Razz's Restaurant & Bar

Chef-owner Erasmo "Razz" Kamnitzer is one of the best reasons to dine at his eponymous restaurant — that is, if you can get a coveted seat at the bar. If not, you're still in for a stellar meal, with polished service in a relaxed, classy setting. But snagging one of those bar seats, where you can get a full view into Kamnitzer's bustling open kitchen, is a total score. Watch the chef and his staff stir, slice, and sauté while you sit back, sip a nice glass of wine, and enjoy the show. Of course, when your meal comes, expect to be distracted by mouthwatering creations like crispy veal sweetbreads, alluring ceviche in a tangy tomato-lime-vegetable sauce, and splurge-worthy crespelles filled with chicken, cheese, mushrooms, and spinach.

If there's a momentary lull, don't be surprised when the charming chef comes over to chat — he'll make you feel like a million bucks. It's no wonder Razz's regulars are so fanatical about this place.

Best Place to Dine with the Beautiful People

Canal

At certain restaurants, sometimes the scene is just as delicious as the cuisine. That's definitely the case at über-chic Canal, one of the fine-dining establishments at the upscale SouthBridge development. Nope, we won't set foot in this place on a bad hair day — not when the rest of the crowd's so dolled-up. The dimly lit bar area attracts a youthful, good-looking bunch dressed in slinky attire, while the main dining room seems to draw its share of sugar daddies and stiletto-shod cougars on the prowl for young meat.

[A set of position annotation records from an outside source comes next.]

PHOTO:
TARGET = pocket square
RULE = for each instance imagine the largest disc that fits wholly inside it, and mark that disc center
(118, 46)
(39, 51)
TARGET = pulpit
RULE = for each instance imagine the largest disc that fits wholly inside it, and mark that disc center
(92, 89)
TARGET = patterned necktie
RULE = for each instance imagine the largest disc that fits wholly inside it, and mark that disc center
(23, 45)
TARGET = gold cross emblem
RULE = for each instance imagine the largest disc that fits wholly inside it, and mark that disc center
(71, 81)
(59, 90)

If you can manage to take your eyes off the action, you'll notice that chef Justin Beckett turns out some fine dishes, such as grilled lamb chops with minted couscous, sweet corn cakes with avocado salad, and "ahi three-ways," which we think might be some kind of sexy subliminal message. High-fashion images projected on enormous screens and an illuminated catwalk in the middle of the room scream "style" at full blast, while throbbing beats coming from the DJ booth suggest something more primal. At Canal, we sense there's more to lust after than just the food.

We've been infatuated with this classy neighborhood Italian restaurant from our very first bite of gnocchi draped in pesto cream sauce. Food like that makes us fall in love, fast. But there's something else that's endearing about Aiello's — the personal service. This is a family operation, and it shows, especially when chef-owner Joe Aiello makes his rounds in the dining room.

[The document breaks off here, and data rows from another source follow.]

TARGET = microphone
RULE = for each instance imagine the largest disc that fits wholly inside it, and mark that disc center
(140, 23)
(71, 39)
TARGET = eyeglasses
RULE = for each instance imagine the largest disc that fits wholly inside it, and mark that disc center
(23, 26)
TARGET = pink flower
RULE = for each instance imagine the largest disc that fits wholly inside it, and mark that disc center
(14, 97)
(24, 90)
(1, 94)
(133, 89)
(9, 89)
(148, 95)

We've never been here when he didn't step out of the kitchen to schmooze with regulars and dote on first-timers. He's a larger-than-life personality, and he likes to keep his customers fat and happy. His wife, Myrah, is an equally welcoming hostess, sometimes stopping by each table to let diners pick a chance to win a free dinner. Yep, these folks will do anything to keep you coming back — although in truth, the food alone is enough to get us in the door.

Tarbell's
Jackie Mercandetti Photo

Loyal fans of Iron Chef America can call us out on this one: Technically, chef Mark Tarbell isn't an Iron Chef. That title is reserved for the handful of regulars who do battle against a constant onslaught of culinary challengers on the popular Food Network show.

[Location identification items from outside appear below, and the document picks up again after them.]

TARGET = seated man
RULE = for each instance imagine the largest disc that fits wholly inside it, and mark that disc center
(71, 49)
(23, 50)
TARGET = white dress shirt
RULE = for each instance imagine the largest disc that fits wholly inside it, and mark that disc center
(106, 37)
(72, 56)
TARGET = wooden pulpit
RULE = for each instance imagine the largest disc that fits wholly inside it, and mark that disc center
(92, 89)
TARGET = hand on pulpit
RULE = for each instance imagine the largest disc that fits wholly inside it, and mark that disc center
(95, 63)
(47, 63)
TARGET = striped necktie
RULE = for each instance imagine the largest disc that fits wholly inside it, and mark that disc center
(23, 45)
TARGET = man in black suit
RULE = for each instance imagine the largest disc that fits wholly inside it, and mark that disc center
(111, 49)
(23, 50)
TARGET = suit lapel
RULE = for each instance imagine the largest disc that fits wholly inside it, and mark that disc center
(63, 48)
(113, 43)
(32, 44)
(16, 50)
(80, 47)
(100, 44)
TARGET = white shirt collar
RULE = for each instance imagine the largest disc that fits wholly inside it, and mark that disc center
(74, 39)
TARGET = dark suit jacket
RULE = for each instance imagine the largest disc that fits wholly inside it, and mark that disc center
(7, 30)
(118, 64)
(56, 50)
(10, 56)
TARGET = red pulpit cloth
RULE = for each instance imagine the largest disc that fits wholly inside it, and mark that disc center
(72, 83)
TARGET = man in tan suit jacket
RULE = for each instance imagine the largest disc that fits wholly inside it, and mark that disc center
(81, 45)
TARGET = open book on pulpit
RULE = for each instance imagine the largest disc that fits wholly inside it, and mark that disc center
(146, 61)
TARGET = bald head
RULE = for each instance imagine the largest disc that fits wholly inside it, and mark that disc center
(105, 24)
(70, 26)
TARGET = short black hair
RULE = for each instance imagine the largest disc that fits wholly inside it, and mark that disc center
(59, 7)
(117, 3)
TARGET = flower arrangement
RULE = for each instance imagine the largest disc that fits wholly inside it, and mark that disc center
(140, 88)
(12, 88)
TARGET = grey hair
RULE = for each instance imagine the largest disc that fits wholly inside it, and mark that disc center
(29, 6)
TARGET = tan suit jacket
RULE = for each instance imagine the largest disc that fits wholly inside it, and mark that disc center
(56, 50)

Only a year ago, Tarbell himself made an appearance, going up against Iron Chef Cat Cora in a high-stakes cook-off where the key ingredient was apples. And guess what? He won. Since the show's airing, Tarbell hasn't ditched Phoenix to gallivant around the country and leave his kitchen in other hands. He's stayed put at his restaurant — right where he's always been, and right where regulars expect him to be. You see, Tarbell's way too sociable to step out of the limelight at his namesake restaurant, where locals flock to dine on upscale comfort food like double-cut pork chops with white cheddar polenta cakes, pan-roasted organic chicken with buttermilk mashed potatoes, and Mark's Famous Spaghetti & Meatballs.

The fact that Tarbell is Phoenix's own Iron Chef makes the dining experience that much tastier.